Cet amendement vise à supprimer à la fois le monopole du ministère public dans le déclenchement des poursuites et les dispositions selon lesquelles la Cour pénale internationale devrait décliner expressément sa compétence pour que la justice française puisse juger l’auteur d’un crime visé par le Statut de Rome.

Sur le premier point, le monopole du ministère public pose problème au regard des droits des victimes, qui ne pourraient pas mettre elles-mêmes l’action publique en mouvement en se constituant partie civile. Certes le monopole du ministère public dans le déclenchement des poursuites existe d’une manière générale (article 113-8 du code pénal) dans tous les cas où la loi pénale française est applicable à des délits commis hors du territoire national, du fait de la nationalité de l’auteur des infractions (article 113-6 du code pénal) ou de la victime (article 113-7 du code pénal). Il s’applique aussi lorsque la justice française est compétente pour juger d’un suspect dont notre pays refuse l’extradition (article 113-8-1 du code pénal) et aux différentes situations dans lesquelles la justice française peut poursuivre un étranger ayant sa résidence habituelle sur le territoire de la République (pour les cas de tourisme sexuel impliquant des mineurs, de clonage reproductif et d’activités mercenaires, qui constituent des délits).

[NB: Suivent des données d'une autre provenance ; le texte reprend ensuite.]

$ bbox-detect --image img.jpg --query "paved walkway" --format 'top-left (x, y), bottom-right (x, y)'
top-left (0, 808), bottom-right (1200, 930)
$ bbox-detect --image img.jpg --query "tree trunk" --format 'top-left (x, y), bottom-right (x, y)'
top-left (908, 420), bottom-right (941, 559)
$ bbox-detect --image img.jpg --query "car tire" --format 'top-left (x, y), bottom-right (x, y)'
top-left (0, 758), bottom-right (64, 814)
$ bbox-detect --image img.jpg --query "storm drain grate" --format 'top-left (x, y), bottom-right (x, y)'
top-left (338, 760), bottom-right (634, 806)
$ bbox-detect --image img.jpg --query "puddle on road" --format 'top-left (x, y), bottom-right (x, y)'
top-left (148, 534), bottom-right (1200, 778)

Mais imposer cette limitation dans le cas des crimes les plus graves n’apparaît ni nécessaire ni pertinent. Ce n’est pas nécessaire car la crainte de voir déposer de très nombreuses plaintes n’est pas fondée : en matière de torture, seule une quinzaine de plaintes a été déposée en France sur le fondement de la convention du 10 décembre 1984 pour l’application de laquelle la France s’est reconnue une compétence universelle, et deux procès ont été menés à leur terme. Il n’y a aucune raison que l’on assiste à une explosion du nombre de plaintes contre des auteurs présumés de crimes contre l’humanité ou de crimes de guerre. Ce n’est pas non plus pertinent, car la France a toujours été très attachée à la défense des droits des victimes, tant en droit interne qu’au niveau international. Elle a notamment obtenu que ceux-ci soient mieux pris en compte devant la Cour pénale internationale. Ce monopole induirait en outre une différence de traitement entre les victimes selon les crimes dont elles ont eu à souffrir (crimes contre l’humanité ou crime de guerre d’une part, actes de torture ou de terrorisme d’autre part).

Sur le second point, il n’est évidemment pas question que la justice française fasse de la concurrence à la Cour pénale internationale en prétendant enquêter sur une affaire qui aurait été soumise à la Cour ou juger une personne que cette dernière poursuit. Mais le Statut de Rome ne prévoit aucun mécanisme permettant à la Cour de décliner sa compétence. En effet, en application du Statut, c’est la Cour qui est amenée à intervenir en complément des juridictions nationales, et non l’inverse.

Du moment qu’aucune procédure concernant les crimes en question n’est en cours devant la Cour pénale internationale, et qu’aucun Etat n’a demandé son extradition, la justice française doit pouvoir être compétente pour poursuivre le suspect.